The amendments are effective for annual reporting periods beginning on or after April 01, 2023. The amendments are not expected to have a material impact on the Company's financial statements.
(iii) Deferred Tax related to Assets and Liabilities arising from a Single Transaction - Amendments to Ind AS 12 Income taxes:
The amendment to Ind AS 12, requires entities to recognise deferred tax on transactions that, on initial recognition, give rise to equal amounts of taxable and deductible temporary differences. They will typically apply to transactions such as leases of lessees and decommissioning obligations and will require the recognition of additional deferred tax assets and liabilities.
The amendment should be applied to transactions that occur on or after the beginning of the earliest comparative period presented. In addition, entities should recognise deferred tax assets (to the extent that it is probable that they can be utilised) and deferred tax liabilities at the beginning of the earliest comparative period for all deductible and taxable temporary differences associated with:
• right-of-use assets and lease liabilities, and
• decommissioning, restoration and similar liabilities, and the corresponding amounts recognised as part of the cost of the related assets.

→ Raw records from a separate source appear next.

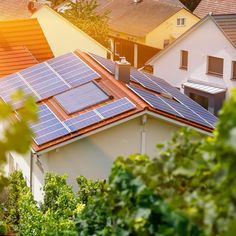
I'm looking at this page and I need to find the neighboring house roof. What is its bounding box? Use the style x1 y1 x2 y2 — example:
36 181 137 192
31 5 110 56
0 51 217 153
0 18 54 62
212 14 236 47
0 46 38 77
147 13 236 65
194 0 236 18
96 0 185 37
0 0 45 20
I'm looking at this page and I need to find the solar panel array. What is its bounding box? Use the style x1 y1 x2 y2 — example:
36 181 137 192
85 54 217 127
55 82 109 114
0 52 100 108
88 52 115 74
32 98 136 145
48 53 99 87
31 104 70 145
129 85 214 128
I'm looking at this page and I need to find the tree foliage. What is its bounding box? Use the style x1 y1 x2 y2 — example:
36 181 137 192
179 0 201 11
0 91 37 192
62 0 110 47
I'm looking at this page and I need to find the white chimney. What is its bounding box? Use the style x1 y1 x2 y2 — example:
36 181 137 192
115 57 131 84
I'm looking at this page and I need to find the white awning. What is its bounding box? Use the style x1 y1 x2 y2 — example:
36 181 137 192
183 82 226 95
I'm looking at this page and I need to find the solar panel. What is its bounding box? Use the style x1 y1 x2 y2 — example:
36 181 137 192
128 85 181 117
88 52 115 74
95 97 136 119
160 96 211 127
64 110 102 132
55 82 109 114
48 53 99 87
20 63 69 100
31 104 70 145
0 73 37 109
130 69 165 94
141 73 217 126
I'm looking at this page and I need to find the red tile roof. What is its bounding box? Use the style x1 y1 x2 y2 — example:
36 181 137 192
0 18 53 62
0 0 43 20
194 0 236 18
0 46 38 77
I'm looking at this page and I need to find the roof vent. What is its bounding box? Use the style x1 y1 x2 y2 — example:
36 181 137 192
115 57 131 84
133 0 142 3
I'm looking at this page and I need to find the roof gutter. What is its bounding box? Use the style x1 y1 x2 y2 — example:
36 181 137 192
34 109 213 156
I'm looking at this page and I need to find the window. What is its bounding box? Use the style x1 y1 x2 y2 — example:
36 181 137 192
177 17 186 26
232 61 236 79
207 56 224 77
115 42 120 56
163 39 170 48
190 93 209 110
180 50 188 70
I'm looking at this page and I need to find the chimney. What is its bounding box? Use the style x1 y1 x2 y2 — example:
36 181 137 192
115 57 131 84
28 0 37 13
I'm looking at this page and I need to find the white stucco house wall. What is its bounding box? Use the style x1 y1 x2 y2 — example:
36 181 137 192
4 51 217 202
147 13 236 115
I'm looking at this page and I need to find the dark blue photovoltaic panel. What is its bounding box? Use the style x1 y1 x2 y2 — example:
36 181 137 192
64 110 102 132
129 85 180 116
20 63 69 99
157 83 217 126
130 69 165 94
55 82 109 114
31 104 69 145
88 52 115 74
143 73 217 127
48 53 99 87
160 97 211 127
0 73 37 109
96 97 136 119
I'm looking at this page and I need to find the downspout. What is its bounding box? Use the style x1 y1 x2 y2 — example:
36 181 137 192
141 115 147 154
30 150 35 192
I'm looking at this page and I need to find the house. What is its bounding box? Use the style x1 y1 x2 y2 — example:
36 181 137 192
95 0 199 68
31 5 110 58
147 13 236 116
0 0 45 20
194 0 236 18
3 50 217 201
0 18 53 77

The cumulative effect of recognising these adjustments is recognised in retained earnings, or another component of equity, as appropriate. Ind AS 12 did not previously address how to account for the tax effects of on-balance sheet leases and similar transactions and various approaches were considered acceptable. Some entities may have already accounted for such transactions consistent with the new requirements. These entities will not be affected by the amendments.
The Company is currently assessing the impact of the amendments.
(iv) The other amendments to Ind AS notified by these rules are primarily in the nature of clarifications.